Foul ma' Bayd (فول مع بيض) is Lebanese fava beans served with egg: the warm garlicky ful medames base joined by egg, either folded through soft-scrambled, sliced on top boiled, or fried and set over the beans, and eaten by scooping with bread or packed into it. Foul is the standard Levantine breakfast of small dark favas simmered soft and crushed with lemon, garlic, and oil; adding egg turns a side of beans into a fuller plate. The angle is richness and how the egg is cooked into the picture. The beans are earthy and a little austere on their own, and egg brings fat, softness, and a savory roundness that fills them out, but only if the egg is cooked with some care; an overcooked rubbery egg adds nothing, and a raw underset one turns the bowl slick.

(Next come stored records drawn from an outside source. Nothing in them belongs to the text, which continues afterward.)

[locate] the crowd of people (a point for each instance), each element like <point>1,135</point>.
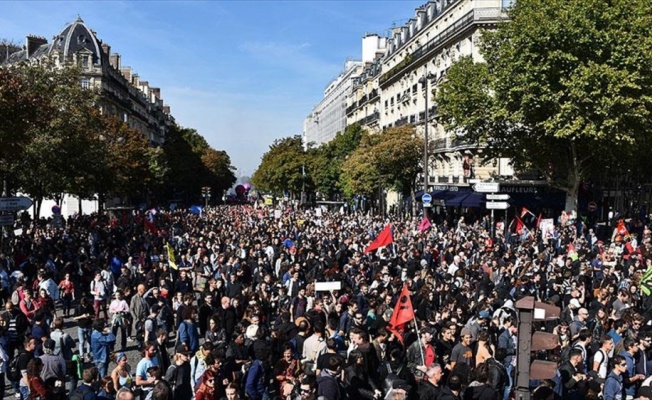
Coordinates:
<point>262,303</point>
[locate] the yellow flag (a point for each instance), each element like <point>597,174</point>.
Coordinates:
<point>171,260</point>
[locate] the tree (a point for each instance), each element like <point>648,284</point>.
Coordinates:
<point>325,162</point>
<point>566,90</point>
<point>397,156</point>
<point>54,149</point>
<point>220,170</point>
<point>281,168</point>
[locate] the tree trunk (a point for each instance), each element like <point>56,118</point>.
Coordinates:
<point>574,180</point>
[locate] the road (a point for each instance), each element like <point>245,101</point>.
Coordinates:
<point>70,327</point>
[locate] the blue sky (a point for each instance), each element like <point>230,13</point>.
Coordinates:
<point>242,73</point>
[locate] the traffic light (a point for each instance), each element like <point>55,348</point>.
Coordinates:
<point>530,311</point>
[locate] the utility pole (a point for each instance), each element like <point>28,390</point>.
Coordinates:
<point>425,79</point>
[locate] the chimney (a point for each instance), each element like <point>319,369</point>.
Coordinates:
<point>156,93</point>
<point>33,42</point>
<point>144,87</point>
<point>114,60</point>
<point>126,72</point>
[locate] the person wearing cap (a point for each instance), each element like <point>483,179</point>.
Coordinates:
<point>462,353</point>
<point>613,385</point>
<point>478,324</point>
<point>121,374</point>
<point>102,341</point>
<point>579,322</point>
<point>54,368</point>
<point>198,362</point>
<point>143,379</point>
<point>188,329</point>
<point>420,355</point>
<point>178,374</point>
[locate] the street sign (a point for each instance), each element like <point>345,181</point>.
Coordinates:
<point>487,187</point>
<point>498,196</point>
<point>6,220</point>
<point>497,205</point>
<point>15,203</point>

The build is foul first, egg second. Small fava beans, soaked and simmered until fully soft, are crushed warm with crushed garlic, lemon juice, salt, and olive oil and held loose. The egg goes in by one of a few standard routes. The most common is to scramble eggs softly and either fold them through the warm beans so the bowl turns rich and creamy, or pile them on one side as a distinct soft mound. Other kitchens top the beans with halved boiled eggs for a firmer, cleaner contrast, or slide a fried egg with a runny yolk over the mash so the yolk breaks down into it as a sauce. Whichever route, the finish is standard: olive oil, cumin, parsley, often diced tomato and onion, with torn khubz for scooping or a pita for a hand-held version. Good execution shows soft well-seasoned beans underneath, egg that is tender, scramble still glossy and just set, boiled egg with a creamy not chalky yolk, fried egg with the white firm and the yolk liquid, and a result where the egg enriches the fava rather than smothering it. Sloppy execution is chalky undercooked beans, eggs scrambled hard and dry into rubbery curds, or a fried egg cooked until the yolk is solid so there is no sauce to gain.

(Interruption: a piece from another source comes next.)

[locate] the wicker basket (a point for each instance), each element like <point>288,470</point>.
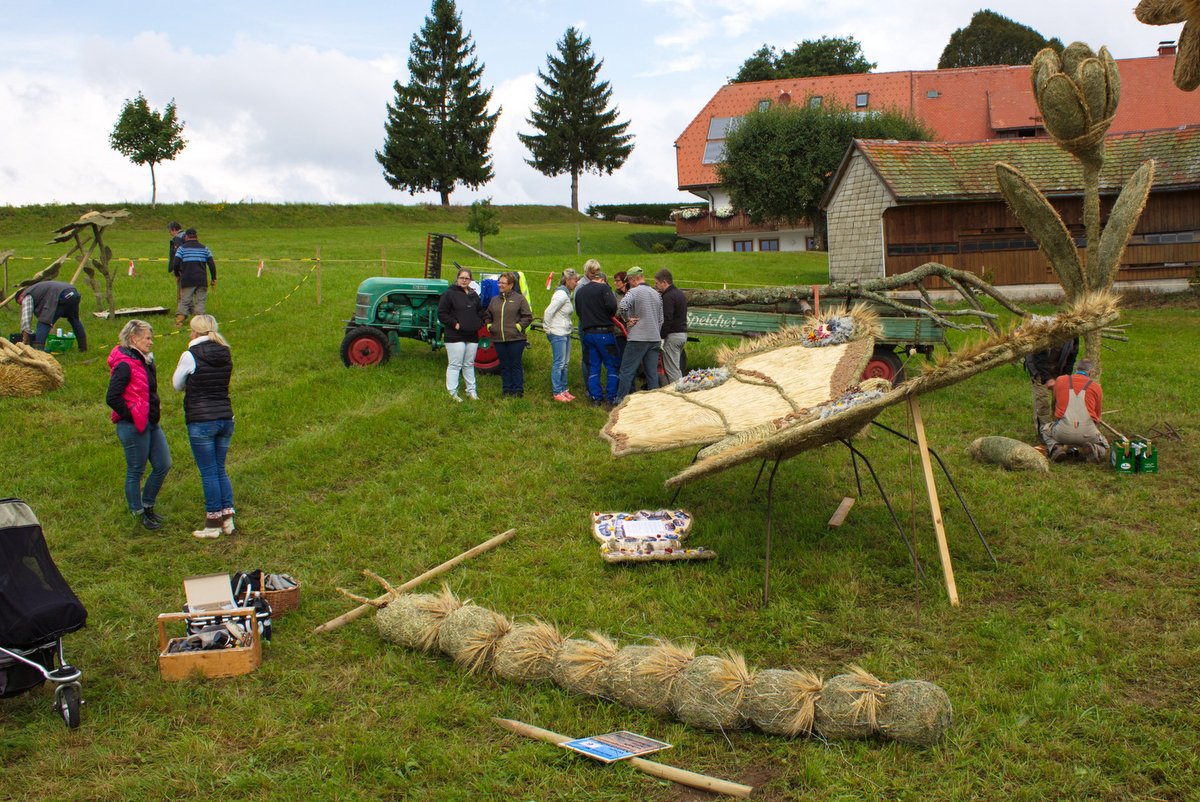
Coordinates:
<point>213,663</point>
<point>283,600</point>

It varies almost entirely by how the egg is handled, since the bean base is the same as the plain olive-oil version underneath. Folded scramble makes the whole bowl uniform and rich; eggs left whole on top, boiled or fried, keep the bean and egg as separate textures you combine bite by bite. The garlic and lemon level in the foul is the other lever, often pushed a little harder here so it cuts the added fat of the egg. This egg form sits beside the olive-oil, yogurt, and hummus builds of foul as its own named version rather than a variant note on them, and each deserves its own treatment. What foul ma' bayd reliably delivers is the everyday fava base made into a fuller plate by egg: earthy beans, garlic and lemon, and soft savory egg, eaten warm with bread.